Horner believes it was important to have the power unit and chassis divisions based on one site, Red Bull would join Ferrari when it comes to geographical closeness. He believes the fundamental reason for basing the two divisions together will create a seamless integration between the power unit and chassis.
Red Bull is beginning its project by taking over the Honda engine and will keep some of the Japanese manufacturer’s current staff, its long term focus is on producing a new power unit for the 2025 regulations.
Horner said that Red Bull having control of both chassis and engine would take the team to the next level. He added “It’s tremendously exciting. Obviously, with the engine freeze, it was important as a safeguard for what will effectively be an interim period.
“But for the new engine, whenever that comes, potentially 2025, we’re obviously building up a structure. We’re going to inherit some great people and talent from Honda, but we are absolutely committed to getting the right people in the right roles in an efficient manner that integrates fully with the chassis side of the business.”
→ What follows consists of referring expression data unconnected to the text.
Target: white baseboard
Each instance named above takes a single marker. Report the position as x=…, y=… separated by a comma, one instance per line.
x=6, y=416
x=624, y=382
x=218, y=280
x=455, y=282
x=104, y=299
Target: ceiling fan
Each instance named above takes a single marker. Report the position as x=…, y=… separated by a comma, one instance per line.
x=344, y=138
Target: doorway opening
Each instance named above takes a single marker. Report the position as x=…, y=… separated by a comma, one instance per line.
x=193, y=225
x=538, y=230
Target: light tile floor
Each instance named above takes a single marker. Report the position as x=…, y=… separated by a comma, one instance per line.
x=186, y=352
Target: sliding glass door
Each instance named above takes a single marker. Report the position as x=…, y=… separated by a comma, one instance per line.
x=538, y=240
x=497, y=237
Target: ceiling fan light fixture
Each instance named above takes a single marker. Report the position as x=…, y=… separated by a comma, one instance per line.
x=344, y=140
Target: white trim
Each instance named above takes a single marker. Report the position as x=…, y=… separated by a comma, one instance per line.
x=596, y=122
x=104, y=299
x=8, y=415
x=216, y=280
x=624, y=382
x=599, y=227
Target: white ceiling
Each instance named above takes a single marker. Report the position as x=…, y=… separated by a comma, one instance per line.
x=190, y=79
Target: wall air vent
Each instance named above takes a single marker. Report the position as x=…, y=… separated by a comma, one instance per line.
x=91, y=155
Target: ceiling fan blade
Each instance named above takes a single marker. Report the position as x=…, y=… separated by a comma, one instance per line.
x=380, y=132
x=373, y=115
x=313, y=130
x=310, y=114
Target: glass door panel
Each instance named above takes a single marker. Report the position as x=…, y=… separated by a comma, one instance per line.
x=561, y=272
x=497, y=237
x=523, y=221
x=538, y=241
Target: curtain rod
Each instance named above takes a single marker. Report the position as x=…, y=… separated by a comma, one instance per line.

Red Bull signs Hodgkinson as engine technical director
Red Bull has announced that Ben Hodgkinson is to join the team from Mercedes HPP (Engine) division to be the technical director of its new engine division. Hodgkinson, who has worked for Mercedes High-Performance Powertrains in Brixworth for two decades.
He most recently held the position of head of engineering at the multiple world champions, will join Red Bull once the terms of his current contract are fulfilled. Setting up the new power unit division has been described by the drinks manufacturer has been described as the company’s “single largest investment in F1” since launching their own team in 2005, Red Bull are creating their own engine department for the first time as they prepare to take over Honda’s engine project when the Japanese firm leave F1 at the end of this season.
Team principal Christian Horner said, “We are delighted to welcome Ben to Red Bull Powertrains as technical director. He comes to this hugely exciting project as a proven race winner and as an innovator capable of leading a like-minded team of highly skilled engineers.”
“When Red Bull announced the creation of Red Bull Powertrains it was also announcing a new phase of the company’s ambition in Formula One, to bring every aspect of car design in-house and to put our destiny in our own hands.”
Horner described it as the ultimate expression of intent with the 2026 regulations and Hodgkinson will be supported with every available resource to succeed.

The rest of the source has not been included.